Бурцов был в Вильне свидетелем поединка, случившегося между нашим капитаном Глазовым и поручиком Литовского уланского полка Леслеем. В начале 1812 года Глазов, находясь в Вильне, был знаком с одной девушкой, которую он и посетил в 1815 году, только чтобы видеть ее. Он был во фраке. Выходя от нее, он встретился с тремя уланскими офицерами 1-й уланской дивизии, при которой он находился, двумя братьями Степановыми и Леслеем, которые его только в лицо знали. Леслей был когда-то знаком по пансиону с Бурцовым, вступил после в военную службу, никогда при полку не находился, а все шатался по столицам и играл в карты. Глазов уступил им место; они раскланялись и разошлись. На другой день Леслей встретил Бурцова на гулянье, они узнали друг друга. Бурцов позвал Леслея к себе, и между разговором Леслей стал хвалиться, что накануне вытолкал Глазова из непотребного дома так, что он пересчитал лбом все ступени лестницы. Бурцова поразил этот рассказ.
– Не может быть, – отвечал он, – наши офицеры не бывают в таких домах и никогда не позволяют себя вытолкать, откуда бы то ни было.
– Уверяю тебя, – сказал Леслей, – я это Глазову самому в глаза скажу.
Они разошлись. Бурцов поспешил к брату моему и передал ему слова Леслея. Александр, как старший в товарищеском обществе нашем, послал за Глазовым, который, удивляясь слышанному, оправдывался перед товарищами, требовал, чтобы Леслей ему это в глаза сказал, и просил брата доставить ему от Леслея удовлетворение за такую обиду. Александр, Бурцов и Глазов пошли отыскивать Леслея и нашли его в трактире пьяного, со многими офицерами своего полка. Бурцов подошел к Леслею и потребовал, чтобы он при Глазове пересказал то, что он от него наедине слышал.

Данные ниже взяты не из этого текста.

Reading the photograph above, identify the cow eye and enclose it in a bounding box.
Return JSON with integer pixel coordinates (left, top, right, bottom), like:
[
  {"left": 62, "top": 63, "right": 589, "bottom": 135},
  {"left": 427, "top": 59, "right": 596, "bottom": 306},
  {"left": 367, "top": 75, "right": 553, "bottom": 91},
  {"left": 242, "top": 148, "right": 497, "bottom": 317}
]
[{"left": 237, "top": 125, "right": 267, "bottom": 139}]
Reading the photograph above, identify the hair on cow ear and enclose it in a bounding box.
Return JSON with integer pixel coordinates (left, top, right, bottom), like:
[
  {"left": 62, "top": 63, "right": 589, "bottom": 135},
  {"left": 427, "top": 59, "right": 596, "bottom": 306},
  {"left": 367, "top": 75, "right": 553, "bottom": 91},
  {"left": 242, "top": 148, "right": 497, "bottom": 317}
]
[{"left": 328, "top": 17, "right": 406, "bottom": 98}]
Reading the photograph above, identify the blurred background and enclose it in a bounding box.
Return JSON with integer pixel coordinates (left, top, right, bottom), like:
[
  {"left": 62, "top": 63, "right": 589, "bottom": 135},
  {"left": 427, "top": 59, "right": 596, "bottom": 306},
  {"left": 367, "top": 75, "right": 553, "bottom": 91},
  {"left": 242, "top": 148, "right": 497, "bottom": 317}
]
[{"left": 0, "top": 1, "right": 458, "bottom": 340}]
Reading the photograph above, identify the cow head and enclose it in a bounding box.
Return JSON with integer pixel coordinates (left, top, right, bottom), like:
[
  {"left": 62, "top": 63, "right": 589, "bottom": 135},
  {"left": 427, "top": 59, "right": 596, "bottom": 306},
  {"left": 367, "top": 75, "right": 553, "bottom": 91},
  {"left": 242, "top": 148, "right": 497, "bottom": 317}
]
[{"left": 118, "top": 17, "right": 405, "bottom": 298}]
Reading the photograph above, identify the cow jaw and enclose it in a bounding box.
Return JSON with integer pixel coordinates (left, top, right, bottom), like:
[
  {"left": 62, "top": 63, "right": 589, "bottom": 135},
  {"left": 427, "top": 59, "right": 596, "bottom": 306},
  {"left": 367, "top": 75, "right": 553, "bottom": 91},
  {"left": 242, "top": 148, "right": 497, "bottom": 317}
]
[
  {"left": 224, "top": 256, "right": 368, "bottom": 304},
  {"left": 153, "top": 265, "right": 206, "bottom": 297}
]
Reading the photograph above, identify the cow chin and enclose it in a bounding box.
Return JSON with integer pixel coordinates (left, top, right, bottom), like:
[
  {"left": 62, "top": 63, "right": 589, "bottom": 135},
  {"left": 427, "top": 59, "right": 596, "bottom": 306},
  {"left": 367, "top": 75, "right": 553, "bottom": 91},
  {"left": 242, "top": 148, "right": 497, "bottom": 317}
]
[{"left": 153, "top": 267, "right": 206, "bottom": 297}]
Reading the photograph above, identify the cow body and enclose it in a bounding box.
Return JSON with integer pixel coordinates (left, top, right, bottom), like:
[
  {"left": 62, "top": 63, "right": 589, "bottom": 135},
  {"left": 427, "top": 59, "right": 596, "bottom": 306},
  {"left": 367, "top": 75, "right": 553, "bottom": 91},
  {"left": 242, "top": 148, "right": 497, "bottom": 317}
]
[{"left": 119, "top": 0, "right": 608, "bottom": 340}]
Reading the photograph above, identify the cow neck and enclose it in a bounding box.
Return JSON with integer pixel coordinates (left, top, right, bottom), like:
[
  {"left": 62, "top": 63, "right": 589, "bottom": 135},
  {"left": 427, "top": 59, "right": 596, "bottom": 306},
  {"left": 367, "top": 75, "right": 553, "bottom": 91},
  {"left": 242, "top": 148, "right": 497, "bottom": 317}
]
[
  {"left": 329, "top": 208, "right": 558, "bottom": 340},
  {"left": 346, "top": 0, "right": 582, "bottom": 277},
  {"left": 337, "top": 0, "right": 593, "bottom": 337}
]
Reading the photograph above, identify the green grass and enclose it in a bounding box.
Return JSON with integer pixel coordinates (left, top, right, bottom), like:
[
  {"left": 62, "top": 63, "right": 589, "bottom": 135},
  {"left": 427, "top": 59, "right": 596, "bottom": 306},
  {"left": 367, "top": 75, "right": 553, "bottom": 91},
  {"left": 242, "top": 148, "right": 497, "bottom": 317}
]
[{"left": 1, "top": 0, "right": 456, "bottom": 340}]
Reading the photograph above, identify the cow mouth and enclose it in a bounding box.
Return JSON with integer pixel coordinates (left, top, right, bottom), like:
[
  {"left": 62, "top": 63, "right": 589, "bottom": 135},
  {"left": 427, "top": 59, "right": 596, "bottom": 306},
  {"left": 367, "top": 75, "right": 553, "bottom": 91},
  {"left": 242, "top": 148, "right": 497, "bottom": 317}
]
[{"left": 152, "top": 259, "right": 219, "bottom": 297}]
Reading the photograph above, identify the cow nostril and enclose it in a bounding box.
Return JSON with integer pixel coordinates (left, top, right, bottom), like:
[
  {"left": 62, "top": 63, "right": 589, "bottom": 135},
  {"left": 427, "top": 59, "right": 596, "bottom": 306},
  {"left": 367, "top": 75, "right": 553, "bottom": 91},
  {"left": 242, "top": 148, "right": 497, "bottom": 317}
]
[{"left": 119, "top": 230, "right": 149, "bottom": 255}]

– Где он? – закричал Леслей. – Покажите мне эту каналью, чтобы мне его в глаза разругать, как следует, – и начал бранить Глазова самыми мерзкими словами.
Тут Александр вступился и, обратясь ко всему обществу офицеров, представил им неприличие такого поступка, когда можно было дело кончить по порядку, как между благородными людьми водится. Офицеры хотели унять Леслея, но не могли. Брат удержал Глазова, который также пустился было в бранные слова; он сказал уланским офицерам, что он постарается застать Леслея в трезвом положении, чтобы сделать ему предложение о поединке, которое он не понял бы в пьяном виде, и ушел. Леслей провожал Глазова с ругательствами, повторяя их даже в окошко на улицу. Глазов возвратился в сильном огорчении, но был утешен товарищами, которые обещались доставить ему требуемое удовлетворение. Ввечеру Александр отыскал квартиру Леслея, застал его дома и объявил ему, чтобы он готовился на другой день с рассветом быть на Маркуцишках, за городом, с секундантами и пистолетами.